Industrial switch is a kind of efficient local area network, it is an important part of modern industrial automation production system, whether it is sensor data transmission, or production equipment control and so on, these need Ethernet to constitute the basic control network. This is one of the important reasons why industrial switch is used more and more widely in automated production.


  Bandwidth support for increasingly rich broadband applications; Data centralization of large financial institutions; Enterprise core business, ERP, CRM and other complex application expansion. Today, the mainstream structure, where gigabit is the backbone and gigabit is the access structure, will gradually transition to a structure where gigabit is the backbone and gigabit is the access structure.


  Along with the rapid popularity of industrial switches, its security issues are also increasingly concerned. At present, we should deal with the following aspects:


  1.Six security problems of industrial switches


  (1) Broadcast storm attack


  Users can transmit high-traffic broadcast data, multicast data, or unicast data whose destination MAC address is randomly constructed. When the switch receives such information, it sends it in the form of broadcast. If the switch is not compatible with the flow control of the flood database, the bandwidth of the network may be filled with such invalid data. Other users on the network cannot access the Internet properly.


  (2) Data information attacks the network


  

        A malicious user can send heavy traffic to the router through the industrial switch, which consumes most of the bandwidth of the uplink interface. As a result, other customers are slow to access the Internet.
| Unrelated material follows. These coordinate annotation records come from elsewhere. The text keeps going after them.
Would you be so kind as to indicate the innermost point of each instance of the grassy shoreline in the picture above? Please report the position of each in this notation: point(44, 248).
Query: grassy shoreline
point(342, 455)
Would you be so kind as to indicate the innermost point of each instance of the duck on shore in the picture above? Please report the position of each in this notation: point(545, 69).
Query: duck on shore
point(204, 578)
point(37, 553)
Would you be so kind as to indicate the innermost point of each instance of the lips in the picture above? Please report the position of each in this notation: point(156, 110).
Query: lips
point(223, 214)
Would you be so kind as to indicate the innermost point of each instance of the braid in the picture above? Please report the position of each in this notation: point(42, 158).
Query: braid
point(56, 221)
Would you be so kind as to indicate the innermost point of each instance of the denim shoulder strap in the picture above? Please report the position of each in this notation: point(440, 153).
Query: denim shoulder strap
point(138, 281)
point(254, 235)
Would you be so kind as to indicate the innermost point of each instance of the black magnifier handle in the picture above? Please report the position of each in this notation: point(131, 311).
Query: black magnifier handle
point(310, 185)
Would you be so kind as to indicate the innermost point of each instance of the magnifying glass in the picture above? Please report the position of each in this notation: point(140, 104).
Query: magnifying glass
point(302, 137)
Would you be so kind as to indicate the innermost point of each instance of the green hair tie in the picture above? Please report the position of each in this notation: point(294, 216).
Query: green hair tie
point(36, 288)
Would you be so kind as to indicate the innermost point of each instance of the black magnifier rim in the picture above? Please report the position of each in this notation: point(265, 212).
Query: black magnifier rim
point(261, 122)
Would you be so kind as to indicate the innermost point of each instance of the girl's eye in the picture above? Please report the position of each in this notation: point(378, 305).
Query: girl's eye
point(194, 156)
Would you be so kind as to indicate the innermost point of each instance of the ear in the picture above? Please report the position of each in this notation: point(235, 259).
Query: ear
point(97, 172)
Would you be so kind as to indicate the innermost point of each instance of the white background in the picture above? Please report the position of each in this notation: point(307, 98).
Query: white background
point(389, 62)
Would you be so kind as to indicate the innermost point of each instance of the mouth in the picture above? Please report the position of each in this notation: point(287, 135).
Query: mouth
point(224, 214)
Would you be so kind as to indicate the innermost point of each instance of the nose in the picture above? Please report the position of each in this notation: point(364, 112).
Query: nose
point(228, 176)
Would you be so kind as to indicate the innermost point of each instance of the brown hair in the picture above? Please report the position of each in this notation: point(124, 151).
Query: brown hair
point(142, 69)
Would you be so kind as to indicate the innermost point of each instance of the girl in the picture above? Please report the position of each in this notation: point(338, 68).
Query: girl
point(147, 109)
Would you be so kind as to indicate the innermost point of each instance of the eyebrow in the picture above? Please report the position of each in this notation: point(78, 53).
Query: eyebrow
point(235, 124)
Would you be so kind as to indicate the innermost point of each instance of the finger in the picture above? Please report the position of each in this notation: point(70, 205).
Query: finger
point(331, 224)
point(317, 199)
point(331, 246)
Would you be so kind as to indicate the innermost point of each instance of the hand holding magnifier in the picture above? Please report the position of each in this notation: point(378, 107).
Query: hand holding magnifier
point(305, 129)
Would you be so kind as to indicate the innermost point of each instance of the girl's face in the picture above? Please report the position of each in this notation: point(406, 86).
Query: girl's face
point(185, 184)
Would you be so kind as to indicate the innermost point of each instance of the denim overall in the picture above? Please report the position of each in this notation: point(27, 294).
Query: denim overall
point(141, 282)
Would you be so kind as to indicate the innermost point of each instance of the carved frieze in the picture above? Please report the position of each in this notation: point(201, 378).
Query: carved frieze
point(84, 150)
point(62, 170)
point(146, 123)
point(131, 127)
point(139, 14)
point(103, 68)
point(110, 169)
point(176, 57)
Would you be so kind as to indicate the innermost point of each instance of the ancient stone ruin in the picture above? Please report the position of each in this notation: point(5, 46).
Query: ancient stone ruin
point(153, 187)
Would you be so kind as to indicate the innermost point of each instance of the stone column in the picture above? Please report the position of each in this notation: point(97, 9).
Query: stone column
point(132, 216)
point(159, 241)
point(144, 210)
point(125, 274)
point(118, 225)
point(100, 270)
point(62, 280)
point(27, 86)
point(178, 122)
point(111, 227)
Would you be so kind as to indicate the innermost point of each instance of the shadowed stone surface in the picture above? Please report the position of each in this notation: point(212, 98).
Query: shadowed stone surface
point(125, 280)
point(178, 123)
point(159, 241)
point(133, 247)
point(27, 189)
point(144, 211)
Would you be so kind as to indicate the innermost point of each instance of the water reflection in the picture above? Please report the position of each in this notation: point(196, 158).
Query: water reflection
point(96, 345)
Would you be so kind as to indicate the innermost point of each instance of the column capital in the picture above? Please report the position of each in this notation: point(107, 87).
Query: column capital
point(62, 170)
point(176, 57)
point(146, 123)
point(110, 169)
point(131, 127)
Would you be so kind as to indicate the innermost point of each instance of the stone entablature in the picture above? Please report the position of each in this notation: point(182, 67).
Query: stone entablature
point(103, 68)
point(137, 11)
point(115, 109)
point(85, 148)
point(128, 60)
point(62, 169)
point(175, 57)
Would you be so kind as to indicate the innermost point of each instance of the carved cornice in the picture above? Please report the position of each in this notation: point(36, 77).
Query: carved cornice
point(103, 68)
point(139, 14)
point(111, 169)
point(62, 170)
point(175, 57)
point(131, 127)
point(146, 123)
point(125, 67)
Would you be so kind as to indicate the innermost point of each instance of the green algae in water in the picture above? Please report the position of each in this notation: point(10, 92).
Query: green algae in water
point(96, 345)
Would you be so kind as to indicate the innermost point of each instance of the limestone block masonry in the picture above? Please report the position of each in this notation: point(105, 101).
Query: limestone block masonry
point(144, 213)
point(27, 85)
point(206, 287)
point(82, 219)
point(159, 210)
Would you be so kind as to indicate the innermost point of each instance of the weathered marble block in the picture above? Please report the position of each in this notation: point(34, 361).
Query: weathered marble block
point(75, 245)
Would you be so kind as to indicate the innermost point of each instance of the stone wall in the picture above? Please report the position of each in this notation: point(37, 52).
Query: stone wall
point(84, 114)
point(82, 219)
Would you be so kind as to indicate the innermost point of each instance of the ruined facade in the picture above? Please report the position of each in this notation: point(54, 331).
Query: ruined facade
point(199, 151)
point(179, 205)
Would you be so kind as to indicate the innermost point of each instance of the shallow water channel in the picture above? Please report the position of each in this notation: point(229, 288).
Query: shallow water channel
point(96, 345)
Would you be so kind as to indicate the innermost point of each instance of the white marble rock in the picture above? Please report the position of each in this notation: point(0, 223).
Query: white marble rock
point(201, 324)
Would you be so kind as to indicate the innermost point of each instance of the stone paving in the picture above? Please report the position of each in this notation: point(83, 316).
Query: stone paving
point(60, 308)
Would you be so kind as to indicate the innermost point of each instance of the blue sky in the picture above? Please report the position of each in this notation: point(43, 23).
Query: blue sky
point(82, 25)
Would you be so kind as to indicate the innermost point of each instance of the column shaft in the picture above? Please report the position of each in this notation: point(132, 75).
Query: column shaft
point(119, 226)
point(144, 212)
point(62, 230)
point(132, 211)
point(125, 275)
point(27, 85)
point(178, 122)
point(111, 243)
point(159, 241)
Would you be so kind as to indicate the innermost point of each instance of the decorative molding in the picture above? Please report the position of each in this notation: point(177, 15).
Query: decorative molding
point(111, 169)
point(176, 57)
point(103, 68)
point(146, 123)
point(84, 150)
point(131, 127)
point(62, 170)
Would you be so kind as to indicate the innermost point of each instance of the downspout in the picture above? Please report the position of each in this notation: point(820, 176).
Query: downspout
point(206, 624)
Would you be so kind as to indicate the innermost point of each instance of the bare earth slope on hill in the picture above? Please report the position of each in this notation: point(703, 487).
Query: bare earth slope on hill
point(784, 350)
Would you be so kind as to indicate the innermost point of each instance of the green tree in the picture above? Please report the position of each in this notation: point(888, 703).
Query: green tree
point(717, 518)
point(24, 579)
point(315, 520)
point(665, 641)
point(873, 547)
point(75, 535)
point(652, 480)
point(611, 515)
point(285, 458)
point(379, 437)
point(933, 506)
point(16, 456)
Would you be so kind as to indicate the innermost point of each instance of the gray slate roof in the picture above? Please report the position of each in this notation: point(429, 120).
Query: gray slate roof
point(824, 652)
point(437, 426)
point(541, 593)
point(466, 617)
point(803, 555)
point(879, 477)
  Therefore, the switch needs to limit the inbound direction speed of each port. Otherwise, a malicious user can attack his network and affect every other customer on the network.


  (3) Massive MAC address attack


  Industrial switches use MAC addresses as indexes when sending data. If the destination MAC address of a datagram is unknown, the packet is sent on the network in flood mode. Industrial switches need to learn MAC addresses constantly, and the MAC address table capacity of switches is limited. When the MAC address table of switches is full, the original MAC addresses will be covered by the newly learned MAC addresses. In this way, when receiving the information sent by routers to normal customers, the MAC address records of the customers cannot be found. In turn, it will be sent in the form of flooding across the network, which reduces the network's sending performance.


  (4) MAC spoofing attacks


  In order to crash the network, a malicious user can change his MAC address to the MAC address of the router (called Mac-X) and send it to the switch continuously (it does not require a lot of traffic, one per second is sufficient). In this way, the switch updates the record of Mac-X, thinking that it is on the port connected to the malicious client. In this case, when other users have data to send to the router, the switch will send this information to the malicious customer, so that the customer who sent the normal database can not access the Internet properly (similarly, every customer in the network can not access the Internet). The switch must have the MAC binding function (that is, the MAC address of the router must be statically configured on the switch). Otherwise, malicious users can simply crash the network. Or the switch needs to bind the source MAC address of each port allowed to access the network database, so that malicious customers cannot attack the network through MAC spoofing.


  (5) ARP spoofing attack


  No matter which IP address the ARP request is received, the system immediately sends an ARP reply. If the received ARP request, ARP reply, and port data are different from the bound IP address, the system discards the ARP request, ARP reply, and port data. Otherwise, the network crashes.


  (6) Ring attack


  Users also install a network switch in their homes, and deliberately connect both ends of a network cable to the network switch to form a loop line, and then use the network cable to connect the network switch to the switches in the network. As loop lines exist in all networks, the learning of MAC addresses in the network will be disrupted, and errors will occur when the network switch forwards data. The entire network would be paralyzed.


  The above is about the "industrial switch six security issues" all the content, thank you for reading, I hope to help you.